While preliminary NTSB reports are traditionally limited to stating basic data collected in the fact-finding stage of the investigation – no probable cause – there is a lot to learn even from what the NTSB has already uncovered. Corroborated by other reports on loose bolts in plug doors across the national fleet, we can use the NTSB’s findings to hold discussions on complacency and attention to detail.

After all, we don’t need to jump to premature conclusions on what caused an accident – the NTSB has more work to do – or point blame to recognize clear themes as they arise. Rather, we can use basic information as a launching point to guide a broader discussion into critical themes that persist throughout aviation.

The same thing can be said of other preliminary reports the NTSB publishes. Most preliminary reports are more applicable to the types of flying many pilots do on a regular basis. Again, especially with limited information, there is only so much to take from preliminary reports, but they can always be useful tools to spur more in-depth discussions on critical issues.

Final reports go a step further. They summarize all of the information that the NTSB collected during its investigation and reveal what the board determines to be the most probable cause of the crash/incident. These reports go further than preliminary reports and naturally, can be used in a more in-depth fashion than preliminary reports. Analysis from experienced industry veterans is incredibly enlightening.

There are often multiple lessons to learn from an accident’s final report. Sometimes, one lesson can be taken at face value. For example, VFR-into-IMC accidents are reminders of how insidious spatial disorientation can be, especially to pilots without instrument experience.

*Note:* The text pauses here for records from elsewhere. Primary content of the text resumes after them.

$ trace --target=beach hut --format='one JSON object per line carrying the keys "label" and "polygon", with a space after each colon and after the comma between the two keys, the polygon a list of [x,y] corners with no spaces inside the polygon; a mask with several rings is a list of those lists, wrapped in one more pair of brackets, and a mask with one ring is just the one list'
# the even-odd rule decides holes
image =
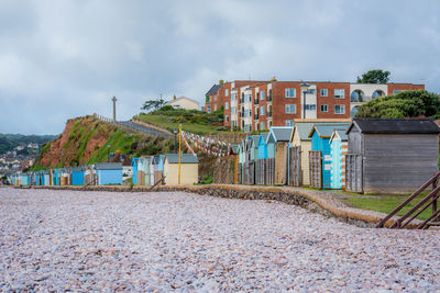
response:
{"label": "beach hut", "polygon": [[153,156],[141,157],[138,160],[138,178],[136,182],[139,185],[151,185],[151,165],[153,162]]}
{"label": "beach hut", "polygon": [[121,162],[97,162],[95,170],[98,185],[122,185]]}
{"label": "beach hut", "polygon": [[[350,120],[297,120],[295,121],[294,129],[290,136],[290,154],[299,153],[300,161],[299,168],[290,168],[290,178],[298,177],[299,185],[310,185],[310,166],[309,166],[309,151],[311,150],[311,138],[309,137],[310,131],[314,125],[333,125],[337,127],[340,124],[350,123]],[[294,158],[289,156],[290,160]],[[289,164],[290,166],[295,166]],[[298,173],[295,173],[298,172]],[[289,180],[289,183],[292,180]]]}
{"label": "beach hut", "polygon": [[354,119],[348,129],[346,190],[407,193],[438,172],[439,126],[429,119]]}
{"label": "beach hut", "polygon": [[138,162],[139,158],[131,159],[131,167],[133,168],[133,184],[138,184]]}
{"label": "beach hut", "polygon": [[70,168],[72,185],[84,185],[85,169],[84,166]]}
{"label": "beach hut", "polygon": [[21,185],[29,185],[29,173],[21,173]]}
{"label": "beach hut", "polygon": [[[164,158],[165,184],[178,184],[178,154],[166,154]],[[198,183],[199,160],[191,154],[180,155],[180,184],[193,185]]]}
{"label": "beach hut", "polygon": [[349,150],[346,128],[334,128],[330,137],[331,189],[345,189],[345,155]]}
{"label": "beach hut", "polygon": [[292,129],[292,126],[271,127],[267,135],[267,158],[275,160],[274,167],[266,171],[274,176],[268,184],[287,184],[287,150]]}
{"label": "beach hut", "polygon": [[258,135],[257,142],[257,158],[255,160],[256,171],[255,171],[255,184],[266,184],[266,159],[267,159],[267,139],[268,133],[262,133]]}
{"label": "beach hut", "polygon": [[97,185],[98,177],[95,165],[85,166],[84,171],[84,184],[85,185]]}
{"label": "beach hut", "polygon": [[[340,129],[346,129],[349,123],[339,124]],[[309,153],[310,184],[318,189],[331,188],[331,154],[330,136],[334,125],[317,124],[309,133],[311,151]]]}
{"label": "beach hut", "polygon": [[153,174],[154,183],[160,181],[164,176],[164,155],[154,155],[153,157]]}

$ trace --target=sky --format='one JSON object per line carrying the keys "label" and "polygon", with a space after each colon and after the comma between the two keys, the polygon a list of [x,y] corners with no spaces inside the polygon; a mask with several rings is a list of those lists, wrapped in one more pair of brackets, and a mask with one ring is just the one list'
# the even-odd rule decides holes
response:
{"label": "sky", "polygon": [[440,93],[440,1],[0,0],[0,133],[59,134],[220,79],[355,81]]}

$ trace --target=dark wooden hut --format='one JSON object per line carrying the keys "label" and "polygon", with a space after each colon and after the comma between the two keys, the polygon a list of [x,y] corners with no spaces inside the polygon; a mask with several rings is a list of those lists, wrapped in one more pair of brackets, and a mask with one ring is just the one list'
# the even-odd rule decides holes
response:
{"label": "dark wooden hut", "polygon": [[354,119],[346,131],[346,190],[416,190],[439,169],[439,133],[429,119]]}

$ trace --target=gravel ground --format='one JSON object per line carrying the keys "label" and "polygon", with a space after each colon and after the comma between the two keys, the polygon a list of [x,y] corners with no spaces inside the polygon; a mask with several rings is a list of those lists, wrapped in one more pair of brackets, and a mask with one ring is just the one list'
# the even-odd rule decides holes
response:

However, it is often proper to dig deeper and study some contributing factors that may be lurking just below the surface in regular accidents. Human factors are cited in a large number of accidents. That VFR into IMC accident can also be a lesson on the hazards of external pressures to make an event or please passengers; nuance is often evident in final reports, and crashes usually arise from chain reactions that add up to an undesirable outcome. The skills needed to address the same situation are different at each stage of an accident sequence – the same accident can be prevented by setting expectations and holding boundaries with passengers or maintaining a safe instrument scan in IMC. Addressing how to recognize an undesirable situation as it develops and stopping the chain reaction early is just as important as, if not more important than, reviewing what to do when the situation is critical enough for a story on the local news.

A great resource for additional interpretation of accident reports are industry trade groups and trusted instructors who can break down accidents in an objective manner. Be careful to choose trusted sources for these third-party interpretations. Like the NTSB, experienced pilots, instructors, and organizations bring incredible insight – based on personal experience – to accident case studies and can help others identify unique themes.

This is especially critical when reviewing accidents that do not appear applicable if taken at face value. Issues like a 737 MAX’s mis-tightened bolt or a descent below minimums on an instrument approach might not feel applicable to a VFR-only private pilot flying single-engine pistons. But experienced insights can help reveal underlying themes from even the most obscure reports so that every pilot can learn a lesson.

It is common to hear that pilots must learn from others’ mistakes, for nobody can live long enough to make every mistake themselves. This mantra surely holds true in aviation. In such a critical industry, where every decision and disposition play key roles in safety, no one is exempt from the responsibility to learn and grow. NTSB reports are a critical safety tool that should supplement every pilot’s commitment to growth and proficiency throughout their careers.